Performance on the object-discrimination task is probably maintained by processes similar to those underlying certain types of learning that are spared in amnesic patients, and it is, therefore, inappropriate for modeling their memory impairment. Tests of recognition are more appropriate. We are now using the procedure of giving multiple exposures to the sample object in the novelty-preference task (5 min on 5 consecutive days) to conduct studies of retrograde object-recognition in brain-damaged rats. In one experiment rats were familiarized with a sample object either 5 weeks or 1 week before receiving HPC lesions. On postsurgery novelty-preference tests, sham-lesion rats recognized the sample objects but HPC rats did not; there was no evidence of a temporal gradient (Gaskin et al., 2003). Given the substantial evidence that HPC damage has negligible effects on anterograde object recognition, we were surprised to find retrograde recognition deficits. Of theoretical significance, the ungraded effect is consistent with the multiple-trace theory of memory consolidation, which gives the HPC a lasting role in long-term memory for certain kinds of information. It is inconsistent with theories which suggest the HPC has only a temporary role in long-term memory. The multiple-trace theory also predicts that the slope of temporal gradients in retrograde amnesia depends on the size of the HPC lesion, with smaller lesions producing steeper temporal gradients, and complete lesions producing severe and ungraded retrograde amnesia. The HPC lesions in all of our studies have been extensive, involving in most cases the entire dorsal hippocampus, and most of the ventral HPC, with variable damage to the subiculum. We plan to examine the effects of lesion size (dorsal HPC vs. ventral HPC vs. complete HPC) on retrograde memory in the water maze and novelty-preference task—the two tasks on which we have already seen non-graded retrograde amnesia after complete HPC lesions.

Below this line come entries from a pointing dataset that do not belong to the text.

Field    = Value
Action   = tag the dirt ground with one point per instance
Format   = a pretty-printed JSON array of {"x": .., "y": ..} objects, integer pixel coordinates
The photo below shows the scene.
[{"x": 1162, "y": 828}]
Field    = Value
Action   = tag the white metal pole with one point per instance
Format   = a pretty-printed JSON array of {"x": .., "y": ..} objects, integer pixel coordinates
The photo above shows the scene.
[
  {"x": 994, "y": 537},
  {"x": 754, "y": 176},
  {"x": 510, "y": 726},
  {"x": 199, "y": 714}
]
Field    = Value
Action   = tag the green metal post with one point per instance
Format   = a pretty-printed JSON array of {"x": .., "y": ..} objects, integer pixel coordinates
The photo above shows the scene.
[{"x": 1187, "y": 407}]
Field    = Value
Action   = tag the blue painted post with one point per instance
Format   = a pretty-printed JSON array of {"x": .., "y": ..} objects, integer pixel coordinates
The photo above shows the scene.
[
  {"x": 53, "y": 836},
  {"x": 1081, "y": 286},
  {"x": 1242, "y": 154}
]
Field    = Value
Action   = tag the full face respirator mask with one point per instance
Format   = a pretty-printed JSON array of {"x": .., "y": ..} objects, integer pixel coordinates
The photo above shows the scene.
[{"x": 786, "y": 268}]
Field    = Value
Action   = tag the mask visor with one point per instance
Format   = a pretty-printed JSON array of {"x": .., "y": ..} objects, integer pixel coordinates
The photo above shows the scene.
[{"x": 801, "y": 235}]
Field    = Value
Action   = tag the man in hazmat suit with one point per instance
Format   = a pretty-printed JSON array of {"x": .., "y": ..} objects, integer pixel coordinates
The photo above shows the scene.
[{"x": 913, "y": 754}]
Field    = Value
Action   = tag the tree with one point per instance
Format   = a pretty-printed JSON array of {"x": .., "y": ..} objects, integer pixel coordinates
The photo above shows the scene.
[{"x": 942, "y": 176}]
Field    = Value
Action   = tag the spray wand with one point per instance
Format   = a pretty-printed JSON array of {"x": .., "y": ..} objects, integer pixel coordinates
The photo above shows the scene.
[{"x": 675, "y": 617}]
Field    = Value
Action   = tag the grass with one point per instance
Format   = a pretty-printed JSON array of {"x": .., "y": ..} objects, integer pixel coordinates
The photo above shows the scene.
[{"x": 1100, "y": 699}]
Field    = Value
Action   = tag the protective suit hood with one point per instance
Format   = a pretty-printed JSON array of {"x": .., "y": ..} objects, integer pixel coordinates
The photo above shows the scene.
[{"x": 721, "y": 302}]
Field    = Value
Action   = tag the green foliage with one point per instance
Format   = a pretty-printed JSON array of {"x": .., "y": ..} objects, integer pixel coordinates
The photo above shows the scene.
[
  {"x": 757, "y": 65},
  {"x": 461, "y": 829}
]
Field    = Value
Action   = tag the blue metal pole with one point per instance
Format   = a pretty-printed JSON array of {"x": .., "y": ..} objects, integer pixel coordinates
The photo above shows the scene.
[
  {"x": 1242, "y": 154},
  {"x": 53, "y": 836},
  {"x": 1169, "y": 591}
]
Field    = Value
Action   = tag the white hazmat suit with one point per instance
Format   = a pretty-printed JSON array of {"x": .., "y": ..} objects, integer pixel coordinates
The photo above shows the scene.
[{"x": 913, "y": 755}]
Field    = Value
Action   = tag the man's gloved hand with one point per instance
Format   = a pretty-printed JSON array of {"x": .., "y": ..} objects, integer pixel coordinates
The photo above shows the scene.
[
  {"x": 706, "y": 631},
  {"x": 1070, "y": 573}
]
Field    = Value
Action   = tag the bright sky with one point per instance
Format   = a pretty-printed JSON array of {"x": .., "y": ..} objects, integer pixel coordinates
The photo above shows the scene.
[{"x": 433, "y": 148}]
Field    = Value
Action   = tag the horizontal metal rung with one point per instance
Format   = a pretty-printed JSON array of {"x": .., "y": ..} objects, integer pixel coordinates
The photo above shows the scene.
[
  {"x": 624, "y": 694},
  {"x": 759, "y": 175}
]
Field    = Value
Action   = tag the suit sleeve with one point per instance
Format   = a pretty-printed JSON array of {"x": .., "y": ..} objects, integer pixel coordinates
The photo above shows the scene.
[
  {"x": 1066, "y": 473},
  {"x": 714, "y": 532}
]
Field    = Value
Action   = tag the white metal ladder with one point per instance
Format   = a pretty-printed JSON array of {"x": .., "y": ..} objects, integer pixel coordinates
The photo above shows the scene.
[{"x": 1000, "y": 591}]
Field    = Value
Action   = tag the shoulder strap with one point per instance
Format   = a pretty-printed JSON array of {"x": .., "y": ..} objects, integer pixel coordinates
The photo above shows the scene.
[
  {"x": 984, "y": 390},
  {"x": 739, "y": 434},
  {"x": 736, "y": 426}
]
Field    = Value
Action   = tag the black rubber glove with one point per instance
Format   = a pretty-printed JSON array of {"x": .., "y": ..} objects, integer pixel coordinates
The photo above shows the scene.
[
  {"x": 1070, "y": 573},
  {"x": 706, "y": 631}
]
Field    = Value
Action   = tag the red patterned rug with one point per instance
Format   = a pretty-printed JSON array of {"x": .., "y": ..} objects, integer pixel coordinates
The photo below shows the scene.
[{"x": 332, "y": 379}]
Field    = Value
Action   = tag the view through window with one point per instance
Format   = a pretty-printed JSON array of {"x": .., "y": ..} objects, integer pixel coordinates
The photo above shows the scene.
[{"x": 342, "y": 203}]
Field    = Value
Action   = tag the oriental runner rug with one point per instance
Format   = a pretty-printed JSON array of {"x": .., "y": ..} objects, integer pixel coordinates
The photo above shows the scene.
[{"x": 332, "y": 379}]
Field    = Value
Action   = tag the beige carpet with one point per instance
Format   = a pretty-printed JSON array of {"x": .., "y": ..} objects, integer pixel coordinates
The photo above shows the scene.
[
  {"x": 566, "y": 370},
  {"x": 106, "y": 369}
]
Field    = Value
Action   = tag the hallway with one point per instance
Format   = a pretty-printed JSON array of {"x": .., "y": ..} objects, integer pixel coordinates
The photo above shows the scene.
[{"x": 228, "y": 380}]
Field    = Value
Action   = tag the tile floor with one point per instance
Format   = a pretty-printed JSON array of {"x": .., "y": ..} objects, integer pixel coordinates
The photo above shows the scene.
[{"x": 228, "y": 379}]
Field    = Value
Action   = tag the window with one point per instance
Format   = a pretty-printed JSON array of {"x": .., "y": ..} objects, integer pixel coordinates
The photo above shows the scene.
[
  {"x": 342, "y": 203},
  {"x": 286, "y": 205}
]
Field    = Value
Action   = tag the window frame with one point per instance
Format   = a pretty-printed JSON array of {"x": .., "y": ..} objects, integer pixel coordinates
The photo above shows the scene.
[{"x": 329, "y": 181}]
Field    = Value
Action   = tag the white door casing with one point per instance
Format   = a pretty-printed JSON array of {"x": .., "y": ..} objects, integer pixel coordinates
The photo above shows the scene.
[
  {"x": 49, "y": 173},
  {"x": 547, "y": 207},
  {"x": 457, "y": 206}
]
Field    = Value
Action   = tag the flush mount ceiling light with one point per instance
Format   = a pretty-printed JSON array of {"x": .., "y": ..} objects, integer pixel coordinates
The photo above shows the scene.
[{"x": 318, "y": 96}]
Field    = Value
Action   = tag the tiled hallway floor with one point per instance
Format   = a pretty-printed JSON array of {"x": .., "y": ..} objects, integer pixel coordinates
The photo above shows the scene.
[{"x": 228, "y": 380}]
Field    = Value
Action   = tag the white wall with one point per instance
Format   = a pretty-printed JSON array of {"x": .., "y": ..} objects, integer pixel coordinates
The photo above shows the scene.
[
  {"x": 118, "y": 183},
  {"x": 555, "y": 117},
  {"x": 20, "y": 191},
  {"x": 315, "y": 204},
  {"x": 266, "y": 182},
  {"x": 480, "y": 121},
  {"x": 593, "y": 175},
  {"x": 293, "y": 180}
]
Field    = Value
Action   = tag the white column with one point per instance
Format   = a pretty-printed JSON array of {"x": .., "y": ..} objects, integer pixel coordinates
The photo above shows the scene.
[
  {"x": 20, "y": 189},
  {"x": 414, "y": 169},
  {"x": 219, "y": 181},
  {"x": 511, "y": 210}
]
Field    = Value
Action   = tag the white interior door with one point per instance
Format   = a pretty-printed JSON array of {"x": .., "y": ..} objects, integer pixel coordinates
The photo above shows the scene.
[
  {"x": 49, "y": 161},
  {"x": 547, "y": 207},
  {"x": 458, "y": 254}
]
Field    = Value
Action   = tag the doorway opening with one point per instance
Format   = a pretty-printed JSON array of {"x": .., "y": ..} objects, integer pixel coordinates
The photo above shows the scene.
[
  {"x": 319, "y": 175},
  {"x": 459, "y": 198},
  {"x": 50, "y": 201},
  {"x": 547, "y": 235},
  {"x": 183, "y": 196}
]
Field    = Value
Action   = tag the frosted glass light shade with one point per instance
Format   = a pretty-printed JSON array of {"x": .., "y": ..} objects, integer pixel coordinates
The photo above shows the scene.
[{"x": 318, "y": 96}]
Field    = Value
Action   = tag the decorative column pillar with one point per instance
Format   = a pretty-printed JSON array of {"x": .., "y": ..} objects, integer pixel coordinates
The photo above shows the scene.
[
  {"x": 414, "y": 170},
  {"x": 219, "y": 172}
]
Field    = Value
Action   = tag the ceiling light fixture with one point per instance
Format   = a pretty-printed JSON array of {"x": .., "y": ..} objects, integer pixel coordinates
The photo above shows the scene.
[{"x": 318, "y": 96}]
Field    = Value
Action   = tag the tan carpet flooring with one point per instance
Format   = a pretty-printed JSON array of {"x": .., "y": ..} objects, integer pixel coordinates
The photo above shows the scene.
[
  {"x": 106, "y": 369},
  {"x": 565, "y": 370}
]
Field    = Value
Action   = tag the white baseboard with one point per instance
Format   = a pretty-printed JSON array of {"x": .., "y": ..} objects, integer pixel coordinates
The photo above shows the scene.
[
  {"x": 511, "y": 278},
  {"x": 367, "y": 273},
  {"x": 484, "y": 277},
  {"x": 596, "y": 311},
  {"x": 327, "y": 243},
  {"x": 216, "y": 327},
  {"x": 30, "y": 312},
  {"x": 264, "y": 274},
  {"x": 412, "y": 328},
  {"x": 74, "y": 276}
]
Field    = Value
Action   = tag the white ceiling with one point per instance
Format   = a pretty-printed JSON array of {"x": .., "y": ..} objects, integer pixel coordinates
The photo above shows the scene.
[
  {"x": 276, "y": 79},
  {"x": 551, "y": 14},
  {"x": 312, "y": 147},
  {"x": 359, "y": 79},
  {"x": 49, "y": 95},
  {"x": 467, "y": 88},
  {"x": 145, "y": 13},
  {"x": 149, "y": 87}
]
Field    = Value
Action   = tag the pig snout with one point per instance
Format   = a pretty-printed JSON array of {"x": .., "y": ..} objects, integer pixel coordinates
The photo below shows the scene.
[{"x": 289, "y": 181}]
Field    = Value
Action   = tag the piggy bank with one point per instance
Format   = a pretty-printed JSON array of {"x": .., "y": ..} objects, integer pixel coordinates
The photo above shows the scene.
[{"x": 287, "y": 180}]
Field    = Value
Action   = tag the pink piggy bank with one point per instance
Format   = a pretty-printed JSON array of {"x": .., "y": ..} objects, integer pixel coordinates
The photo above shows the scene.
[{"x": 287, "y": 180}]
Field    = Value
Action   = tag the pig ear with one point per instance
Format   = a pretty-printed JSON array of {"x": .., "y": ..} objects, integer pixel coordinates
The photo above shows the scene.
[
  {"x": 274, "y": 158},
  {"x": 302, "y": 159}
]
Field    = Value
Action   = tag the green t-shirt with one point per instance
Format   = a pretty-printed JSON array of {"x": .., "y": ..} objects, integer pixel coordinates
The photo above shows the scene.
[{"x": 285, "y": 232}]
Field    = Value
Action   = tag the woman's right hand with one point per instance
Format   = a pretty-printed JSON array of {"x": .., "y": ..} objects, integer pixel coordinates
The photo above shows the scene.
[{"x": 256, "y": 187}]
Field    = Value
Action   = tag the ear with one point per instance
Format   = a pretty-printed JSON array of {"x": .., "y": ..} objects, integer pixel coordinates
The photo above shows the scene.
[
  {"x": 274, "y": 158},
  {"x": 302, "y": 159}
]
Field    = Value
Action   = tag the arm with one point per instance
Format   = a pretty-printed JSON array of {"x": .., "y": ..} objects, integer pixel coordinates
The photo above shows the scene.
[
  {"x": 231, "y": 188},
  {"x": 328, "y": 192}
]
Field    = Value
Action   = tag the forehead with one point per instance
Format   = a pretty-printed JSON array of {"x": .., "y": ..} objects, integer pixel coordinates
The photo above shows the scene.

Retrograde Memory after Extensive Perirhinal Cortex Damage

In several experiments using the object-discrimination task, we found no evidence that Perirhinal cortex lesions impair retrograde memory for object-reward associations. In one experiment, rats learned several object-discrimination problems 4 weeks and 1 week before receiving PeRh lesions. Following recovery, the rats were tested on the previously learned object-discrimination problems. Rats with PeRh lesions displayed no evidence of retrograde amnesia for object-discrimination problems learned either 4 weeks or 1 week before surgery (Mumby et al., 2002).

We also conducted the first studies of retrograde object recognition in rats with PeRh lesions. Rats were familiarized with a sample object, 5 weeks, 3 weeks, or 1 week before receiving PeRh lesions or sham surgery. After surgery, control rats recognized the sample objects but the PeRh rats did not. Importantly, the same rats that received PeRh-lesions displayed normal retrograde memory for object discriminations that they had learned before surgery (Mumby et al., 2002). The findings suggest PeRh damage impairs rats' ability to discriminate the familiarity of objects previously encountered before or after surgery, and that the object-discrimination task does not require this ability.